Producing the world’s finest sausage
Back when I worked there, I was surprised by many things. More than anything else, though, I was surprised that it is simply a company made of people.
A company made of very bright people, of course. Very bright people working very hard. But still, people. Messy, wonderful, fallible people just trying to do their jobs. People who disagree with one another. People with families, and hobbies, and political opinions. People who say things that are not finely crafted PR messages.
This may seem obvious when put into words, but all these details are so well hidden from view in Apple’s external persona that I was taken aback by it. Most of the executive staff didn’t speak publically. Even Steve Jobs himself reserved his spotlight for the product - politics and personal flair, not so much.
Although some employees got away with writing under a pseudonym, most Apple folks reasonably considered media attention a bad thing and did their best to stay under the radar.
Today, the people, their personalities, and their values are starting to shine through. Beginning with the leadership “changes to increase collaboration,” through the departure of Katie Cotton as the head of PR, to the most open WWDC in memory, it’s become clear that this is intentional.
WWDC this year was filled with things that developers have wanted for years, but most assumed Apple would never allow. We got open analytics data in iTunes Connect, more generous allowances for beta testing, and a slew of extensibility APIs throughout the OS. At the same time, the lifting of the ridiculous WWDC NDA dramatically improved discussion and collaboration within the community.
Developers went wild. Brent Simmons marked it the beginning of a new era, Chock chalked it up to confidence, and Casey Liss relished the sense of cooperation. All true.

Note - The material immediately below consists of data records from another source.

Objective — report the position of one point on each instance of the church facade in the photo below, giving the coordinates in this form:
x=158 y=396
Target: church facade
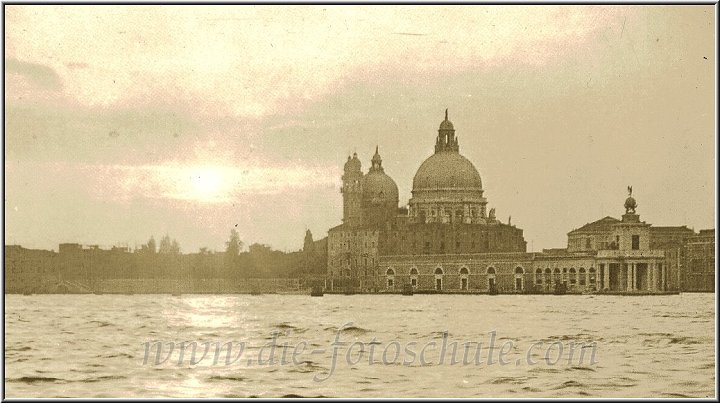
x=446 y=240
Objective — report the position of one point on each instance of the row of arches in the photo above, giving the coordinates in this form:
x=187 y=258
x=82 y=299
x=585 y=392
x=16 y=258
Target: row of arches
x=572 y=277
x=464 y=272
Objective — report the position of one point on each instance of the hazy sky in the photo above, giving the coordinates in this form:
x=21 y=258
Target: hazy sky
x=129 y=121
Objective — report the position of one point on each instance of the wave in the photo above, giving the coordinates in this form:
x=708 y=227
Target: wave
x=103 y=378
x=349 y=330
x=288 y=326
x=509 y=380
x=235 y=378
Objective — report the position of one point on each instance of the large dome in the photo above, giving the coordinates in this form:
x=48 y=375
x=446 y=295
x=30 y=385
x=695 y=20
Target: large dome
x=378 y=187
x=447 y=170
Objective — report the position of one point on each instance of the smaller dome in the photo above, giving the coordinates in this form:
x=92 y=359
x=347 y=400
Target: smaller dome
x=630 y=204
x=353 y=164
x=446 y=124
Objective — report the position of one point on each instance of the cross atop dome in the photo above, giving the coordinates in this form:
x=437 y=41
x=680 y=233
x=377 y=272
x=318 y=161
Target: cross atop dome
x=376 y=161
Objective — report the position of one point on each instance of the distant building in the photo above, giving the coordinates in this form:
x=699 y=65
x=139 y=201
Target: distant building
x=447 y=240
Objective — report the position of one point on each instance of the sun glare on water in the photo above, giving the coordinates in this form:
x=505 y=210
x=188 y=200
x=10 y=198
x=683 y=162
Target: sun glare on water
x=206 y=184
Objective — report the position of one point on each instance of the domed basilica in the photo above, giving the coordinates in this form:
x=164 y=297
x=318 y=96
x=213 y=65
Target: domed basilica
x=446 y=216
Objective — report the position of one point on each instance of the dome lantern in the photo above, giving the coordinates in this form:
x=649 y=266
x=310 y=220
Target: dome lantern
x=446 y=140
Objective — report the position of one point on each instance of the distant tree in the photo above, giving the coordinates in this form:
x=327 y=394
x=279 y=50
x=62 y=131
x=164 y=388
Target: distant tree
x=174 y=247
x=169 y=246
x=234 y=245
x=232 y=253
x=165 y=244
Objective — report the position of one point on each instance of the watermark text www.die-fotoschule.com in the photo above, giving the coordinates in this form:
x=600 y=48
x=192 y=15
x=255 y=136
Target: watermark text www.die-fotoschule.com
x=487 y=352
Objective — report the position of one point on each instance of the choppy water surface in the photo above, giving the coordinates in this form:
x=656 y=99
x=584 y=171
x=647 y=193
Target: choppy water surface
x=92 y=345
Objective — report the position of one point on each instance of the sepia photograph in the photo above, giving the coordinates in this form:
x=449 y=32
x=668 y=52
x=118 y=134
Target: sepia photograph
x=466 y=201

Still, there’s more to it.
The people shining through
Earlier this year, at Apple’s annual shareholder meeting, a representative of an anti-environment activist group asked Tim Cook to halt Apple’s environmental initiatives unless they could be proven profitable. Cook’s response:
When we work on making our devices accessible by the blind, I don’t consider the bloody ROI.

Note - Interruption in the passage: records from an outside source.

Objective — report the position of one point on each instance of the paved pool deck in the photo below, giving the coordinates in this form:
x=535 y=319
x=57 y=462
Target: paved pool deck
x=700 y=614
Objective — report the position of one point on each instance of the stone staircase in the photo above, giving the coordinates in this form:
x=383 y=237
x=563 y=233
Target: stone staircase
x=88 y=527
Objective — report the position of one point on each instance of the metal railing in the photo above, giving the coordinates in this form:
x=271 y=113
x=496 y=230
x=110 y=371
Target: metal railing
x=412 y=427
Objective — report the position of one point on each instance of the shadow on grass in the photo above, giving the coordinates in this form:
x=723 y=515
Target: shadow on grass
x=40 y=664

He suggested the group sell their Apple stock. I’m not sure what Katie Cotton thought of that, but it was great to see Tim’s personality and values laid out.
More recently, Eddy Cue and Jimmy Iovine did an interview for re/code, Jony Ive has been giving more frequent and in depth interviews, Angela Arhents wrote a piece on LinkedIn about her first month at Apple, and Phil Schiller has started tweeting regularly, cartoon avatar and all.
Of course, no discussion of Apple execs letting their hair down is complete without Craig Federighi. Craig’s WWDC performance was full of personality, but I paid special attention to a gesture he made off stage. He took the time, on what was surely one of the most exhausting days of his life, to let hordes of developers take selfies with their silver-haired hero.
With the WWDC NDA lifted, other Apple employees, from the creator of Swift to various API maintainers, took to Twitter to gather feedback on all the goodies they’d dumped on developers. In the web community this would be expected behaviour. In the Apple community, it’s a delight.
Of course, this is a shift, not a revolution. Apple will never get to the point where their culture tolerates, say, employees publicly tweeting that their CEO should step down. Indeed, as a public company with fierce competitors, they’re obligated to maintain decorum and secrecy around things that are materially sensitive.
Still, around the things that aren’t core secrets - developer relations, employee personality, and standing up for their values - Apple is feeling more like a chorus of real people and less like a monolith.
On Sunday, Tim Cook led thousands of Apple employees in the San Francisco Pride Parade. This is Tim’s Apple, and I like it a lot.